Is it really the evil weed? Read on to discover the truth about smoking and arthritis
Sorry people – the truth is smoking is just bad for everybody. You know that, we all know that, but it still doesn’t stop many of us from giving it a go.
Here’s something else you probably don’t want to hear – smoking is particularly damaging for certain types of arthritis. If you have ankylosing spondylitis (AS), smoking is especially bad because AS can reduce the movement of your rib cage when you breathe.
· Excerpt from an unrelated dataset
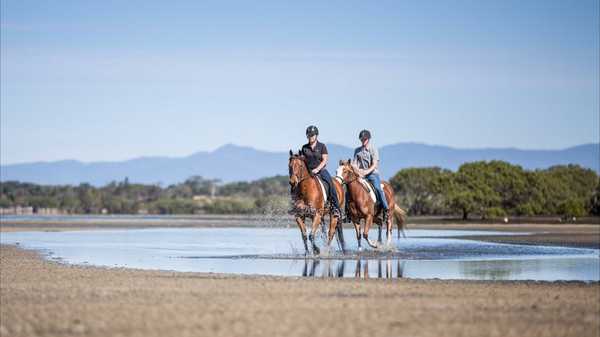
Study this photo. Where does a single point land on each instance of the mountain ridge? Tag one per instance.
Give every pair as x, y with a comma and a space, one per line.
231, 162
Anything else that’s restricting your lungs is bad news.
Arthritis drugs and smoking
A study in 2011 found that smokers with early rheumatoid arthritis seemed to have a poorer response to methotrexate and the biological therapy anti-TNF (Tumour Necrosis Factor) drugs than non-smokers.
Smoking and the causes of arthritis
A study carried out in 2010 found that one in three severe rheumatoid arthritis cases was due to smoking.
Researchers at Sweden’s Karolinska Institute looked at more than 1,200 people aged between 18 and 70 with rheumatoid arthritis, along with another 871 volunteers who were of a similar age and sex but did not have arthritis. They found that the heaviest smokers in the study, who smoked 20 a day for at least 20 years, had a more than 2.5-fold increased risk of the most severe form of the disease.
The study authors estimated that smoking accounted for one in five cases of RA, and 35 per cent of severe cases of the disease.
Dr Mohini Gray, Consultant Rheumatologist at the Western General Hospital in Edinburgh, adds: “If you smoke, the risk of getting rheumatoid arthritis increases dramatically (up to 40 times compared to those that don’t smoke). And once patients have arthritis, if they continued to smoke, the drugs used to treat arthritis don’t work as well as for those that are non smokers.”
There are loads of other studies too, and do you know what – none of them say smoking is any good.
How to quit smoking
So, you get the message. But what if you smoke already? It’s really difficult to stop. But it is possible. And just think of the money you’ll save. Think what you can do with it! Add it up and after a year you’ll find you can afford a really nice holiday.
If you want to quit, the NHS really wants you to quit as well. There are loads of resources out there to help you. The NHS website Smoke Free is a great place to start and has a range of quitting tips. Also take a look at Arthur’s Apps Hub for ways to use your mobile phone to help you quit.
Remember – the same thing doesn’t work for everyone. Some people find it easier to go cold turkey, while some find it easier to cut down. Some people prefer nicotine patches, other prefer nicotine gum or “electronic cigarettes”.
If we’re being honest, you may try more than once to kick the habit – if one method didn’t work, try something else. If you really want to give up, you can get there in the end. After all, it’s a stinking horrible habit and it makes non-smokers want to avoid you like the plague.